Да, в работе над разными материалами могут быть необходимости быстрого, даже стремительного действия. Но в сумиэ силен и еще один момент: бессознательное. Ему, и только ему, предлагается доверять. Когда-то Шопенгауэр писал, что наибольшей силой должны обладать те творения искусства, в которых проявили себя импровизация, мгновенное озарение, экспромтность. Многие мастера джаза стремились добиться свободы в импровизации, нынешние танцы без правил тоже основаны на этом… Однако, вероятно, нет более фундаментального искусства бессознательного, нежели сумиэ. Его произведения живут века. Уже потеряв свежесть, покрытые морщинами старости, они до сих пор действуют на смотрящего, побуждая его к сотворчеству с художниками, которые умерли триста и более лет тому назад.

Но может ли сумиэ вместить все безграничное разнообразие видимой природы — с ее красками, полутонами, далями, подробностями, может ли распознать человека, его сложный внутренний мир, его судьбу, наконец — его будущее?

Сумиэ и не ставит подобных задач! Это искусство не хочет подменять природу или имитировать людей. Цель сумиэ — выразить дух художника, движения его души.

А как же мир?

— Поднимите вверх палец, и вот весь мир — вокруг него, — говорил мне Кавара. — Вся вселенная. Ваш палец разве не элемент мира? Одна травинка, изображенная художником, может сказать о природе больше, чем тысяча ее фотографических изображений…

Так сопротивлялся Кавара моим наскокам.

— В сумиэ, — говорил Кавара, — художник оставляет мгновенное движение своей души, и это есть высшая правда. Она отражает подлинную жизнь Дзэн, то есть жизнь человека, душа которого не замусорена всякой чепухой, как моя душа или ваша душа…

Я не обиделся на Кавару за «мусор». В конце концов, ведь правда, что мусора во мне очень много. Я бы и сам был рад отделаться от разной чепухи внутри себя. Возможно, что Кавара хотел помочь мне в этом.

Большое ему спасибо. Он помог мне что-то разобрать в неясных впечатлениях туриста.

СТРЕЛА И МЕЧ

Вот, наконец, и знаменитый Гинкаку-дзи — «Серебряный павильон».

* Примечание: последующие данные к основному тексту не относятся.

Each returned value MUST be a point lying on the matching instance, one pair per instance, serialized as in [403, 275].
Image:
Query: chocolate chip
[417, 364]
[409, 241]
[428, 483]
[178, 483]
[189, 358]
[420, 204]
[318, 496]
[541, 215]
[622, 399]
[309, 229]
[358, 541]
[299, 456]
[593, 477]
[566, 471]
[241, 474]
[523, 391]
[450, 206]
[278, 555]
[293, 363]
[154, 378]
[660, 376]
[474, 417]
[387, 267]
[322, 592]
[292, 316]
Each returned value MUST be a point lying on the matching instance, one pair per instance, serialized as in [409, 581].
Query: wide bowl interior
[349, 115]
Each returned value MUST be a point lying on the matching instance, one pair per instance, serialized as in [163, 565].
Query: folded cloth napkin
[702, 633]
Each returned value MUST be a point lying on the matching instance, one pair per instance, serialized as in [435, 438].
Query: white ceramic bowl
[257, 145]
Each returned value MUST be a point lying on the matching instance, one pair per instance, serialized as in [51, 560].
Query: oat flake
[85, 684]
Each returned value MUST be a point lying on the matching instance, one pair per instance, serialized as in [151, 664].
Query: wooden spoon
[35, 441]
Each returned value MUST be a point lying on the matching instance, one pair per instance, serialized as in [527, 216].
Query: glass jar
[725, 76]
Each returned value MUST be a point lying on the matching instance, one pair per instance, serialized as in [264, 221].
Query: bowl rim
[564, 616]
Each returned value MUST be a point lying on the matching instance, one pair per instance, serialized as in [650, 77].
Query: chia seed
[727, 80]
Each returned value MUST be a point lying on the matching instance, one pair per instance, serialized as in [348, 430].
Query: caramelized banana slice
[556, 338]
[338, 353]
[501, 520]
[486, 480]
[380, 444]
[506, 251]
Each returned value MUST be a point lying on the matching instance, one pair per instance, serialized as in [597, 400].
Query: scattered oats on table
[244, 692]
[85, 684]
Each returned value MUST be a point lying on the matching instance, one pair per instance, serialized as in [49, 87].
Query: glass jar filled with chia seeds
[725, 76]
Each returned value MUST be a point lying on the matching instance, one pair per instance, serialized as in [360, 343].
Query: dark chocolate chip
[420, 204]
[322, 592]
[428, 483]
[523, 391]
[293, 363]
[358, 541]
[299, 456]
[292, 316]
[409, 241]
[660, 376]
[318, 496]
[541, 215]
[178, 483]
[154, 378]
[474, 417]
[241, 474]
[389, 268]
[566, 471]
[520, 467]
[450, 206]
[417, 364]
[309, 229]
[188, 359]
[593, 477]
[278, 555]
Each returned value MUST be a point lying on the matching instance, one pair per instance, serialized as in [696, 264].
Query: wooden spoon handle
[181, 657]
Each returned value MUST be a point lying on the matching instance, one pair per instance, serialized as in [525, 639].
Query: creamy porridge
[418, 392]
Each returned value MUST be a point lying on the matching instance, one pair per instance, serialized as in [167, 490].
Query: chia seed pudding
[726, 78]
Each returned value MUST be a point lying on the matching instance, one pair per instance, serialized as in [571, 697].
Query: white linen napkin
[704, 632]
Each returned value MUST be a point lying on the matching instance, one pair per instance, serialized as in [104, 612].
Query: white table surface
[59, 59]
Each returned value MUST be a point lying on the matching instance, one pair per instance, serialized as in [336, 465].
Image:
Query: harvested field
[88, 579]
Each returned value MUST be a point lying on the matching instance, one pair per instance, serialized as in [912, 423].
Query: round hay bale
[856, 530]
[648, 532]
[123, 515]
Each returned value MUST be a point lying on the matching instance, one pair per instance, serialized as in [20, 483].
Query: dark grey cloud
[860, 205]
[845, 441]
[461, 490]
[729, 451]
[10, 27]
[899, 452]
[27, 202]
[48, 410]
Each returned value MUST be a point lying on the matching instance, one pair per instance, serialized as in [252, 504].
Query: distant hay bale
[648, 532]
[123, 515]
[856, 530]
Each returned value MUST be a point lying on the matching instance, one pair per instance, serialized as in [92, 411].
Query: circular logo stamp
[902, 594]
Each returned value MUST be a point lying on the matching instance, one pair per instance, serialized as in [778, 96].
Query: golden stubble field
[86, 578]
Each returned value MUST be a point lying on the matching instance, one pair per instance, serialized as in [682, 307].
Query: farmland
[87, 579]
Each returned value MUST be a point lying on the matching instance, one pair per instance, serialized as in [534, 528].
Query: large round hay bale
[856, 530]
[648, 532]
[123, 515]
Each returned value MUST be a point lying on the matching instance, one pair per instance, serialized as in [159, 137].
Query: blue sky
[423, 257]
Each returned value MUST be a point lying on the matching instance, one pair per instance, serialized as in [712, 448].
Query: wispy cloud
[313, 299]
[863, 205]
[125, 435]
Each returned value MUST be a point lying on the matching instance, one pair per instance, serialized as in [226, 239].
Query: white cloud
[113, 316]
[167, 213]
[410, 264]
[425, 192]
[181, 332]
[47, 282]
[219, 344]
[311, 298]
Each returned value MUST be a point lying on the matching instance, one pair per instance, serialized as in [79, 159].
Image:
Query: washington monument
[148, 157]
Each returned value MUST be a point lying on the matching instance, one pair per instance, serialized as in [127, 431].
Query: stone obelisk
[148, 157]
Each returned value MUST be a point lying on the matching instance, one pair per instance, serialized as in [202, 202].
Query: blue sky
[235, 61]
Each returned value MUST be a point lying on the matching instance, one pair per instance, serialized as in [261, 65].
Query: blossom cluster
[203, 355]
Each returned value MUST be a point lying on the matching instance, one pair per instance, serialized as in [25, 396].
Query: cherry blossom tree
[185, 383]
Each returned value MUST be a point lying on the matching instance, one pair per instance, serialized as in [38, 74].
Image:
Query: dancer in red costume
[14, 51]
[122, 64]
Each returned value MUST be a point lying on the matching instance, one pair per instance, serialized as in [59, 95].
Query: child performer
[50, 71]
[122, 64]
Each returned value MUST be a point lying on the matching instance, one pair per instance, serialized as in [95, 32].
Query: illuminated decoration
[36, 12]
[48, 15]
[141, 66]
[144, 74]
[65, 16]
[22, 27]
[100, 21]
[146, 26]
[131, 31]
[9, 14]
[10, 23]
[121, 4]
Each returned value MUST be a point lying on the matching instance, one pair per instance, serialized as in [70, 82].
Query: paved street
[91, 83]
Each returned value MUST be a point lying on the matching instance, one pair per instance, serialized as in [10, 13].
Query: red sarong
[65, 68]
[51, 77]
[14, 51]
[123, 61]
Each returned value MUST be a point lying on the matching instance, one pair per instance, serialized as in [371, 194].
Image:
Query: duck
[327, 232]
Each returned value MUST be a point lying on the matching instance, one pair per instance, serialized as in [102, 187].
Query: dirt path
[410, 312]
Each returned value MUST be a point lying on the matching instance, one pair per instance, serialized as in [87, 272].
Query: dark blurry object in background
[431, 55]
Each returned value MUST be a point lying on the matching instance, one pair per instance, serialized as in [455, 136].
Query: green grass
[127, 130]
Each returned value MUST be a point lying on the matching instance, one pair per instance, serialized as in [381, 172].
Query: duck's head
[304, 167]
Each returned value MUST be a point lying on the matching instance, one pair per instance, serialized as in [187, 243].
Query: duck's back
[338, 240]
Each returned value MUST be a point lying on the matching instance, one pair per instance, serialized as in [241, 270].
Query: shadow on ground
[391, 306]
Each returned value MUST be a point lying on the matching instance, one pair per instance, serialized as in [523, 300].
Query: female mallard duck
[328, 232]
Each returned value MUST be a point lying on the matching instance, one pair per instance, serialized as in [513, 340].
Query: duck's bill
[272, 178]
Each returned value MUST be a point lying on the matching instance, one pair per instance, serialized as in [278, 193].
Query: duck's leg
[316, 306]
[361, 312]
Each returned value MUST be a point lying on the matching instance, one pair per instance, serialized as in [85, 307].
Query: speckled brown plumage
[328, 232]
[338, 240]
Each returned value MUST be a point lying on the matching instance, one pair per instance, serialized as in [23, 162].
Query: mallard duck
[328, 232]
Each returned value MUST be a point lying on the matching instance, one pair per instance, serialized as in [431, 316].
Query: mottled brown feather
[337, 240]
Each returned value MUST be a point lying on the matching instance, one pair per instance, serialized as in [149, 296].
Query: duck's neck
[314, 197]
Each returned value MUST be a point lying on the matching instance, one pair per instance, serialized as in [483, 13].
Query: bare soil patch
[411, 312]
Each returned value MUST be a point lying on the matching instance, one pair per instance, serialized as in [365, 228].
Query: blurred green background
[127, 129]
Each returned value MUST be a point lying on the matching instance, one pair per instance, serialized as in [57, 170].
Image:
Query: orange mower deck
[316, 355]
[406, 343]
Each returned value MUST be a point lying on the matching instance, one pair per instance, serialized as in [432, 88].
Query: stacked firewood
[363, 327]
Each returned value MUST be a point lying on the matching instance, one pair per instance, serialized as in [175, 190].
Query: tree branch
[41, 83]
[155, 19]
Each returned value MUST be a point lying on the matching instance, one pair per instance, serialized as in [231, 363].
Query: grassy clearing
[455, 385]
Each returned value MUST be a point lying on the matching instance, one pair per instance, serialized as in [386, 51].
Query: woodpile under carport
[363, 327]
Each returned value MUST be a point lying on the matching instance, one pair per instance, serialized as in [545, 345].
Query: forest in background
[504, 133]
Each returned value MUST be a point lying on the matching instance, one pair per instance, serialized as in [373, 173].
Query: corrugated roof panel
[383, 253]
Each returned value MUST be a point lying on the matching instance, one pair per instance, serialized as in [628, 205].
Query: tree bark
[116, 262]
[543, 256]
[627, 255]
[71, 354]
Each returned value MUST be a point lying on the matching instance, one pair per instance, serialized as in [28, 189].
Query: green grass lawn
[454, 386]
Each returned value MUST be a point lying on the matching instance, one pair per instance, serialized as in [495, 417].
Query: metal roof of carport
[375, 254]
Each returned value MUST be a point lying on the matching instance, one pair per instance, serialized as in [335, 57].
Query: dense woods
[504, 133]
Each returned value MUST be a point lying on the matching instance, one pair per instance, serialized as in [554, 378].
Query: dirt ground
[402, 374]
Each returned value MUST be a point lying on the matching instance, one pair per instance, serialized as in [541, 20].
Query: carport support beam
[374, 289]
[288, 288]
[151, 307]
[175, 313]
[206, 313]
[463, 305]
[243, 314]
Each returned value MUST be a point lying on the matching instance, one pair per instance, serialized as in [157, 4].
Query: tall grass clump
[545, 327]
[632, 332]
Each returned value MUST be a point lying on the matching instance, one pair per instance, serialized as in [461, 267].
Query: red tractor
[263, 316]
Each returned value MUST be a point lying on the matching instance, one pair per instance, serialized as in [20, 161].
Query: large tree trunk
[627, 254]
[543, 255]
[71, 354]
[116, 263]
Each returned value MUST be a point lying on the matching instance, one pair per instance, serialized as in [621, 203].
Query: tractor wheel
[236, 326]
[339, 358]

Предмет восторга искусствоведов, творение великого Соами, он стоит на опушке зелени над своим отражением в воде пруда. Он двухэтажный, с двумя крышами, одна над другой, как это бывает у пагод. В верхнем этаже — три арочных китайских окна по фасаду, нижний построен по японской системе раздвижных стенок, вертикальных стоек, горизонтальных балок и белой штукатурки, которая прямоугольно обрисована деревянными рамами. Обе крыши далеко вынесены от стен, — верхняя по углам загнута вверх, нижняя слегка провисает посредине. Заброшенность, скудость и тайну ушедшей жизни являет собой этот храмик. Когда-то он проектировался под серебряную облицовку, но так и не получил этого лунного панциря, остался беззащитным против непогоды и солнца, дряхлел и теперь стал таким старичком, что на второй этаж даже не пускают. От задуманной Соами лунности пейзажа осталась только куча белой гальки недалеко от входа. Она имеет форму широкого конуса и при японском умении воображать великое в малом может показаться горой Фудзи на берегу морском, когда она освещена луной.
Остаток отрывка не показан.